Einzelne Anlagenhersteller bieten ihre BHKW bereits ab Werk mit Datenschnittstellen an, mit denen sich der Anlagenzustand ermitteln und gegebenenfalls durch Sollwert- oder Parameteränderungen beeinflussen lässt. Zum Teil werden hierzu vorhandene und in die jeweilige Anlagensteuerung eingebettete Webserver genutzt. Allerdings berücksichtigen nicht alle Hersteller die in diesem Zusammenhang erforderlichen Sicherheitsaspekte ausreichend. Zum einen sehen sie eine Authentifizierung über die Angabe von Benutzername und Passwort stellenweise als ausreichend für den Zugriffsschutz an. Zum anderen ist der Einsatzort solcher Anlagen aus Sicht der Hersteller stets ein völlig sicheres lokales Netzwerk, in dem sich lediglich vertrauenswürdige Benutzer befinden, die über keinerlei Verbindungen zum Internet verfügen – eine realitätsfremde Einschätzung, wie die Praxis zeigt.
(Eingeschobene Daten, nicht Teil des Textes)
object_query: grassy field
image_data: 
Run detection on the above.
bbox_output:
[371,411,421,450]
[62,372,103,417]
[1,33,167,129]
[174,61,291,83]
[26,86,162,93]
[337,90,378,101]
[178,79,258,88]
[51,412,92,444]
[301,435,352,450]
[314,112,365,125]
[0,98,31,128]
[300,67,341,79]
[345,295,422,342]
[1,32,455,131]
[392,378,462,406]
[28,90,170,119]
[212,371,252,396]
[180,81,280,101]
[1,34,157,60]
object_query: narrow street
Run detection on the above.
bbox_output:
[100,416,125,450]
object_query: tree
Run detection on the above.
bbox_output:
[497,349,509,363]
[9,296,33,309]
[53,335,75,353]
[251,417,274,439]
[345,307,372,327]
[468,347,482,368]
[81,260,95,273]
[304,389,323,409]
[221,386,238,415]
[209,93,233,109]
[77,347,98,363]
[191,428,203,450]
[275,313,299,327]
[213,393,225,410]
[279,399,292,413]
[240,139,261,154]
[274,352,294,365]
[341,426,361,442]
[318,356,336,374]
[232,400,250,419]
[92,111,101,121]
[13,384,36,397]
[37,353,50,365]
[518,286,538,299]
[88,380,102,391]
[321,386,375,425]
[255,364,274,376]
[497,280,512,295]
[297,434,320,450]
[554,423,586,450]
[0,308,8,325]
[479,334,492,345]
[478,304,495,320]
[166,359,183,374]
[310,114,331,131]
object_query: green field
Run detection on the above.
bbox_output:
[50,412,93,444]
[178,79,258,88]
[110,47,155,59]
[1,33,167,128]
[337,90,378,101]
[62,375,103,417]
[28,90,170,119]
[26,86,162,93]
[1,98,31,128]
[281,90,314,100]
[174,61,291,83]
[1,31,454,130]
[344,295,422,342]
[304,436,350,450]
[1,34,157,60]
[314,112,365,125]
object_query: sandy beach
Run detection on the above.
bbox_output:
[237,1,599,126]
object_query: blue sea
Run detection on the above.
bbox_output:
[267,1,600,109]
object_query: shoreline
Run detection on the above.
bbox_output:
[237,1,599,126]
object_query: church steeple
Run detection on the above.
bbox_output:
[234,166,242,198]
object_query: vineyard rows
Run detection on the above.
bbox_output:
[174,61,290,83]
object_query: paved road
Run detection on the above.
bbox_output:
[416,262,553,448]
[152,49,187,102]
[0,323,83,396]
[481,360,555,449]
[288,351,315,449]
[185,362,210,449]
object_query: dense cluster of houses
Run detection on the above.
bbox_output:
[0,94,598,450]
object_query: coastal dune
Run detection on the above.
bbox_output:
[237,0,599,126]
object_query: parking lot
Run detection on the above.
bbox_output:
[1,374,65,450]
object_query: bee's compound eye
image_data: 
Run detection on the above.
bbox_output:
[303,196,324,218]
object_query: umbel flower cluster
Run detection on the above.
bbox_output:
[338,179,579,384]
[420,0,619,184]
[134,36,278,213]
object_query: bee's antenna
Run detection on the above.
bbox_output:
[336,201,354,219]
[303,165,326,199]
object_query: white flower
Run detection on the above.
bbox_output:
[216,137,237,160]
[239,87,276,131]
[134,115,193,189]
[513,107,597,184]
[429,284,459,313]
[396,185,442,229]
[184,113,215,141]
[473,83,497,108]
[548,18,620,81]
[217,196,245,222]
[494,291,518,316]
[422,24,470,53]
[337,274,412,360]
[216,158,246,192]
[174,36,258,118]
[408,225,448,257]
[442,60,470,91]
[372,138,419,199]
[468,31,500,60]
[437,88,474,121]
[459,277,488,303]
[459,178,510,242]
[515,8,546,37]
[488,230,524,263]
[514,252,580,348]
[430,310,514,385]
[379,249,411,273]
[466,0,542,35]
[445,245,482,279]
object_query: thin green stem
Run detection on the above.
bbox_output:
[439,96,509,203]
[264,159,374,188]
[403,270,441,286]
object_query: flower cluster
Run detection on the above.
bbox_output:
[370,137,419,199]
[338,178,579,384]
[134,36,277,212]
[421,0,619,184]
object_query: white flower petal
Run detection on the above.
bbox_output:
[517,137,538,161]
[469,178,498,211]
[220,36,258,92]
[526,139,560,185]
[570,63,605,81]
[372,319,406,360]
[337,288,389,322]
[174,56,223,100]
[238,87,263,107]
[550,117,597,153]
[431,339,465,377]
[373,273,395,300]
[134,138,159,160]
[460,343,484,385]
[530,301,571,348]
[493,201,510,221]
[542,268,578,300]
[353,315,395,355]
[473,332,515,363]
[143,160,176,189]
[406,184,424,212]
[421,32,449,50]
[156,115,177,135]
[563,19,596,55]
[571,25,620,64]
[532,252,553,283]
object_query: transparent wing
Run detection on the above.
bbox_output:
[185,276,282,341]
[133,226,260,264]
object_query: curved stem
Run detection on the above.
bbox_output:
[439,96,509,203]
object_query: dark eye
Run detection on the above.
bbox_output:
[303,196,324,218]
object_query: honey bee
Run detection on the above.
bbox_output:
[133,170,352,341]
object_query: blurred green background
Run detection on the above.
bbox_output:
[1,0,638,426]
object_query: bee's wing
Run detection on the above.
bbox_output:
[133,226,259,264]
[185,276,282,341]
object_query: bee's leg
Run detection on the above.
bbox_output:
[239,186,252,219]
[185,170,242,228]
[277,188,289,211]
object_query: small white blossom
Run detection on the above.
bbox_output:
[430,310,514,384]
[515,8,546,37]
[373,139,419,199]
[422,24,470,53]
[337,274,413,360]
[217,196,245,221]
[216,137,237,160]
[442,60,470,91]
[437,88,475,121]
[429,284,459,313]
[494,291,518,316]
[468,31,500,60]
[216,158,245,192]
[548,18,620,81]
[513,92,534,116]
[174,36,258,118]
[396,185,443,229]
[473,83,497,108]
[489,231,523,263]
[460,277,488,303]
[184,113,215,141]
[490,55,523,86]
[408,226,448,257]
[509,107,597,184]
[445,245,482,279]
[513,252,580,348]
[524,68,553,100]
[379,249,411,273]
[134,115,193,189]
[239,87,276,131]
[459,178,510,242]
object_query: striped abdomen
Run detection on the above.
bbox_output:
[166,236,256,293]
Die Betreiber selbst störten sich in der Vergangenheit ebenfalls nicht sonderlich an der unzureichenden Sicherheit. Vielfach nutzte man daher den integrierten Webserver der Steuerungen für Fernzugriffe aus dem Internet. Damit das BHKW auch nach einem Wechsel der IP-Adresse erreichbar ist, den Internetprovider automatisch alle 24 Stunden durchführen, wird zusätzlich der Dyn-DNS-Dienst (dynamischer DNS-Service) aktiviert. Auf diese Weise ist es möglich, von jedem beliebigen Ort aus über einen leicht zu merkenden Hostnamen auf den Webserver der BHWK-Steuerung zuzugreifen. Das Problem dabei ist, dass nun praktisch jeder, der die Kombination aus Benutzername und Passwort kennt, per Internet die BHKW-Daten lesen oder schreiben kann. Da als Name-/Passwort-Kombination oft die Standardeinstellungen der Hersteller oder einfache Kombinationen wie „admin/admin“ verwendet werden, steht dem Missbrauch Tür und Tor offen. Noch riskanter ist die Verwendung einer fixen IP-Adresse für den Internetzugang des Routers. Spezial-Suchmaschinen wie Shodan, die das gesamte Internet nach erreichbaren Geräten durchsuchen und indizieren, bieten die Ergebnisse mit Hyperlinks versehen auf Webseiten für jeden frei zugänglich an.

Dass unautorisierte Fernzugriffe in der Praxis tatsächlich vorkommen, musste Anfang letzten Jahres ein führender deutscher Hersteller von Mikro-BHKW feststellen: Da ein „unzuverlässiger“ Nutzer den LAN-Verkehr per Klartext auf der Kabelverbindung zwischen Steuerung und Router in seiner Anlage abgehört hatte und dadurch sogar in den Besitz der Name-/Passwort-Eingaben für werksseitige Remote-Servicezugriffe kam, konnte er auch Heizungen anderer Betreiber per Internet ein- und ausschalten [1]. Da die betroffenen Anlagen neben der Heizungsfunktion auch elektrische Energie erzeugten und in das Stromnetz einspeisten, war die öffentliche Infrastruktur betroffen und es musste das Bundesamt für Sicherheit in der Informationstechnik (BSI) eingeschaltet werden. Der betroffene Hersteller musste Kunden, Öffentlichkeit und BSI die Ursachen erklären und glaubhaft aufzeigen, wie diese Sicherheitslücke in Zukunft geschlossen wird.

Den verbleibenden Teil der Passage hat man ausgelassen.